Hyperscale datacenters continue to grow in number and size. While the longer reach interconnects up to 2km are well covered with conventional optical technologies, a paradigm shift is needed for shorter reach interconnects in emerging AI clusters where existing copper interconnects are running out of bandwidth and conventional laser based optical interconnects are too power hungry and costly.
This is where Avicena’s technology comes into play. By using LightBundle™ it is possible to provide a step improvement in power efficiency, bandwidth density, and scalability for interconnects; whether in the form of AOCs or chip-to-chip optical interconnects.
It should also be noted that ~75 percent of all data centre internet traffic happens within the datacenter, thereby putting increased pressure on local networking and interface bandwidth requirements. Avicena’s LightBundle™ technology offers a new level of efficiency in that data transfer, whether it is at the chip level or within the cabinets themselves.
Modern cars have a growing number of cameras and other sensors to support various safety devices and autonomous driving in the future. Some of these connections are starting to require fairly high bandwidth.
LED based links are ideally suited for automotive applications because the fiber optic connections are lighter than copper connections and LEDs can withstand the high temperatures typical in the automotive environment whereas lasers cannot.
The demand for high-speed wireless underwater communications is increasing, primarily due to the growth of off-shore wind turbines and the requirement to monitor their underwater structures.
Existing technologies fall short of the requirements for high-definition images and video requirements, necessary for this subsea monitoring. This has led to the development of optical solutions, using blue LEDs (blue light travels further in water than other wavelengths), but these existing systems are typically limited to data rates of < 10Mbps.
With Avicena’s LEDs it is possible to develop systems that can achieve data rates of greater than 10Gbps.

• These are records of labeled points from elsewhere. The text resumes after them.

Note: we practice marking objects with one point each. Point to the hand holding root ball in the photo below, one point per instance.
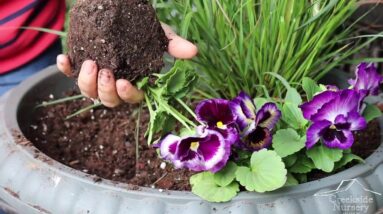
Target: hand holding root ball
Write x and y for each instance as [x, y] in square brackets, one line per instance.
[95, 83]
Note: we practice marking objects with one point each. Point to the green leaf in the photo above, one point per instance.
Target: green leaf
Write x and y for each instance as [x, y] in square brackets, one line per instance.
[176, 82]
[260, 101]
[191, 81]
[204, 185]
[142, 83]
[266, 173]
[292, 96]
[310, 87]
[302, 178]
[324, 158]
[186, 132]
[371, 112]
[303, 165]
[292, 115]
[287, 142]
[347, 158]
[227, 175]
[158, 122]
[290, 160]
[291, 181]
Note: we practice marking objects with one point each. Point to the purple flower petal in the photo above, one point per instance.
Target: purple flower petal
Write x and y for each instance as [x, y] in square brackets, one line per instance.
[333, 138]
[256, 138]
[367, 78]
[187, 148]
[230, 135]
[314, 132]
[215, 113]
[210, 152]
[215, 151]
[356, 121]
[346, 101]
[311, 108]
[168, 146]
[268, 116]
[244, 108]
[332, 88]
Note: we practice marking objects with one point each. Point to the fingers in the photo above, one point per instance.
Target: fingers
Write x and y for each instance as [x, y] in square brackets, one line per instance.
[107, 91]
[128, 93]
[87, 79]
[63, 64]
[178, 46]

Ever more sensors and devices are now connected to the internet. This is also known as the Internet of Things (IoT).
E.g., modern camera sensors in smartphones are generating large amounts of data that need to be transported from the sensor to the processor in an efficient and non-intrusive fashion. Again, any electrical connection in a smartphone can act as an antenna or interfere with the rest of the circuitry. LED based interconnects do not suffer from this limitation, and they can tolerate the high temperature environment that some sensors operate in.

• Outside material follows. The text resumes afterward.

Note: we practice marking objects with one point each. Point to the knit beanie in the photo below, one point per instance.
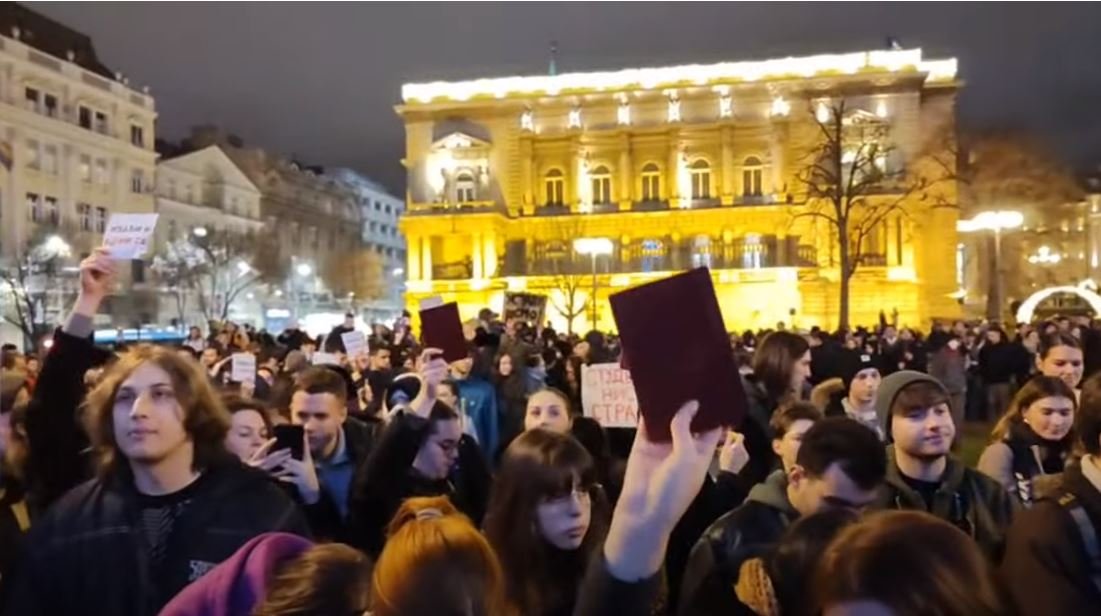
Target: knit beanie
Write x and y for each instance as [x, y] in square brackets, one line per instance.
[889, 391]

In 5G networks radio heads are getting ever more complex and consist of several different antennas all located in close proximity to each other. This requires a tight network of interconnects which is achieved mostly with electrical connections today.
The challenge is that any electrical connection in a radio head also acts as a potential antenna. There have been attempts at using other optical connections in the past, but laser efficiency starts to degrade at higher temperature, and past about 85°C laser failures increase significantly. LEDs can operate well beyond 125°C without major impact on efficiency or reliability.